In its Computex 2024 press releasethe company announces in fact “general availability of NVIDIA ACE generative AI microservices to accelerate the next wave of digital humans” and explicitly cites three industries in particular that should benefit from these tools, video games obviously, but also customer service and the health sector.

Nvidia ACE’s proposition for these industries is simple: create true “digital humans”, equipped with a 3D visual representation and a voice, capable of interacting naturally and in real time with customers and customers. patients.

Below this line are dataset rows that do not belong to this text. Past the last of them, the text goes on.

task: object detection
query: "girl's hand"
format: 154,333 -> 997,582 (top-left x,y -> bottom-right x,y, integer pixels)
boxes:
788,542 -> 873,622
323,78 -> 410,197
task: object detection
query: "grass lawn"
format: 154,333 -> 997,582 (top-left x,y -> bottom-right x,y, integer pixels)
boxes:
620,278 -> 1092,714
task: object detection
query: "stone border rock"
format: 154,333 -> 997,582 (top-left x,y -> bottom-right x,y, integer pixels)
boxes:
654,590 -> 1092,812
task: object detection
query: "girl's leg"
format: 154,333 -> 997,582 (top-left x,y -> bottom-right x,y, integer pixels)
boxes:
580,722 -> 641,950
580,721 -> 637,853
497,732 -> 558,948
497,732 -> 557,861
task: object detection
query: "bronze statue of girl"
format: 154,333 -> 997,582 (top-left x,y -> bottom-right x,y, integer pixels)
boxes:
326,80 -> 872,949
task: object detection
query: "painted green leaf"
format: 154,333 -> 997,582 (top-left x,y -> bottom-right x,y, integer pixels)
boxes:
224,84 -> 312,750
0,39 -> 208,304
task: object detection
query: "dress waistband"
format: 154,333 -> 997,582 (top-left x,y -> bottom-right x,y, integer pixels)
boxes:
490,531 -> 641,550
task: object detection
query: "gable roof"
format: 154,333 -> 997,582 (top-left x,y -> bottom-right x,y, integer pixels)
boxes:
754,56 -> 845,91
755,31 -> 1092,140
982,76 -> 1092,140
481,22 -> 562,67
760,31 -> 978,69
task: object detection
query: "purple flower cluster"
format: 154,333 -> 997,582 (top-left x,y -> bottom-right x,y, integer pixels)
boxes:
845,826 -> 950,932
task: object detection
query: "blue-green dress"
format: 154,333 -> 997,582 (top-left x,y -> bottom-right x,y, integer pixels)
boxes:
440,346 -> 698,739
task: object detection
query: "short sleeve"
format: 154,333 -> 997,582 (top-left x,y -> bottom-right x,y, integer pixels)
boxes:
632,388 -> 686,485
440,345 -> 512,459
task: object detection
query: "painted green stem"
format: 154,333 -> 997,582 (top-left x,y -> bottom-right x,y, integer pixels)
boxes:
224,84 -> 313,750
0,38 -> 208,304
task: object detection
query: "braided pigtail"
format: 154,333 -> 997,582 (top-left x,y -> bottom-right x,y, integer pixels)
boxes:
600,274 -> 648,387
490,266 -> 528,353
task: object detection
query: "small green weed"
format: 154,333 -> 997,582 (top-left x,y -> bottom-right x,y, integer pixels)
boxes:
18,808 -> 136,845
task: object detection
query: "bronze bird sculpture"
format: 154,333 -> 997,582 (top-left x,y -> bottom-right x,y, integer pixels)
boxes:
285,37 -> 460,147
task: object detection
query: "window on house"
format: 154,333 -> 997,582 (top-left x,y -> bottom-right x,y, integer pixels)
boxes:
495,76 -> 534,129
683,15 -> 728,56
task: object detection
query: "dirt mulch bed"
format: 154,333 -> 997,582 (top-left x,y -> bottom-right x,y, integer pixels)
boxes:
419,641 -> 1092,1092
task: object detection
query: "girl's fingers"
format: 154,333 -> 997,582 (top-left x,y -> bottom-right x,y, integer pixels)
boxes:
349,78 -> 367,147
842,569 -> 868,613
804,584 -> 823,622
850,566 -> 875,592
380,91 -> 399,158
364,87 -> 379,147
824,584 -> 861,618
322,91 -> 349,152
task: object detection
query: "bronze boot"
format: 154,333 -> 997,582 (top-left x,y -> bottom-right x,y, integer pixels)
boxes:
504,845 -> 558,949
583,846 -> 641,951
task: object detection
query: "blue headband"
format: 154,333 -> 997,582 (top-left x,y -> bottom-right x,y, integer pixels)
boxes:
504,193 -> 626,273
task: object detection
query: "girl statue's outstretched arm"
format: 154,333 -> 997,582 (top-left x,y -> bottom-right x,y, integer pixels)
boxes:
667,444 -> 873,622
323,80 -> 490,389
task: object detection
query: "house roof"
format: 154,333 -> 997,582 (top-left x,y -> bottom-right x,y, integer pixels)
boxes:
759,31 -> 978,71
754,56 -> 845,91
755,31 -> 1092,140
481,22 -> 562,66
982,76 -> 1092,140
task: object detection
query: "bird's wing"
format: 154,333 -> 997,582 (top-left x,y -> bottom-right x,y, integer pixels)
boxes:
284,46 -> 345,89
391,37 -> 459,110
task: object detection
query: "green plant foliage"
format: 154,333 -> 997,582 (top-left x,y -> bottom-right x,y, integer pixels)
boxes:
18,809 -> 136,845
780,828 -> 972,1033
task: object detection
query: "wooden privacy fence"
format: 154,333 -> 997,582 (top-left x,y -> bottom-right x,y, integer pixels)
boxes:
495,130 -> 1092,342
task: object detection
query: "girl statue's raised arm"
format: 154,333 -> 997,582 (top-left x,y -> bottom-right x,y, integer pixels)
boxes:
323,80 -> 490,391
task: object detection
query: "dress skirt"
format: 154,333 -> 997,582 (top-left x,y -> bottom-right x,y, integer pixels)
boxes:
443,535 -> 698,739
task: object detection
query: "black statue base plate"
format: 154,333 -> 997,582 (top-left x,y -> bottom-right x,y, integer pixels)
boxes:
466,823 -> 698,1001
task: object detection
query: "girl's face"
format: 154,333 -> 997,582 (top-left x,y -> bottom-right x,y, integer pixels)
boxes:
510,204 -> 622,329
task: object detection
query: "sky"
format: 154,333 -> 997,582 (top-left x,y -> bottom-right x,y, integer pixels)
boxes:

Enough to instantly make obsolete the capricious conversational robots that we are regularly confronted with on websites and voicemail boxes, as ChatGPT did in 2022 but at an even higher level.

To bring these new kind of virtual characters to life, Nvidia ACE consists of a suite of technologies, some of which are already available and others should be available soon:

  • NVIDIA Riva ASR, TTS and NMT — for automatic speech recognition, text-to-speech conversion and translation
  • NVIDIA Nemotron LLM — for language understanding and contextual response generation
  • NVIDIA Audio2Face — for realistic facial animation based on audio tracks
  • NVIDIA Omniverse RTX — for realistic skin and hair traced in real time
  • NVIDIA Audio2Gesture — to generate body gestures based on audio tracks (not yet available)
  • NVIDIA Nemotron-3 4.5B — a new small language model (SLM) specifically designed for low-latency local execution

Until now, this set of technologies and software tools was only accessible via powerful data centers, which restricted its use to large companies and required the use of servers to run “digital humans” services. . And what Nvidia has just announced at Computex 2024 is the arrival of the Nvidia ACE suite directly on devices equipped with an RTX circuit, whether for the creation of virtual characters on the developers’ side or their execution of that of the users. The number of PCs equipped with RTX graphics cards is very large, so we can easily imagine the potential of this technology for the aforementioned sectors of customer service and health: technical assistance, after-sales service, telemedicine, sports coaching, the possibilities seem indeed numerous and promising.

But we can also now see the harmful effects and misuses that the large-scale availability of this technology will inevitably bring about. There is no doubt that scammers of all kinds will not hesitate to invest in a few RTX GPUs in order to set up new, ever better-crafted scams, that certain activists and pressure groups will devote themselves to creating even more realistic fake videos, and that fans of the genre will use it to create ever more advanced pornographic fakes. Not to mention the potential impact on the employment of many people in care and service professions, already heavily affected by the surge in conversational AI like ChatGPT.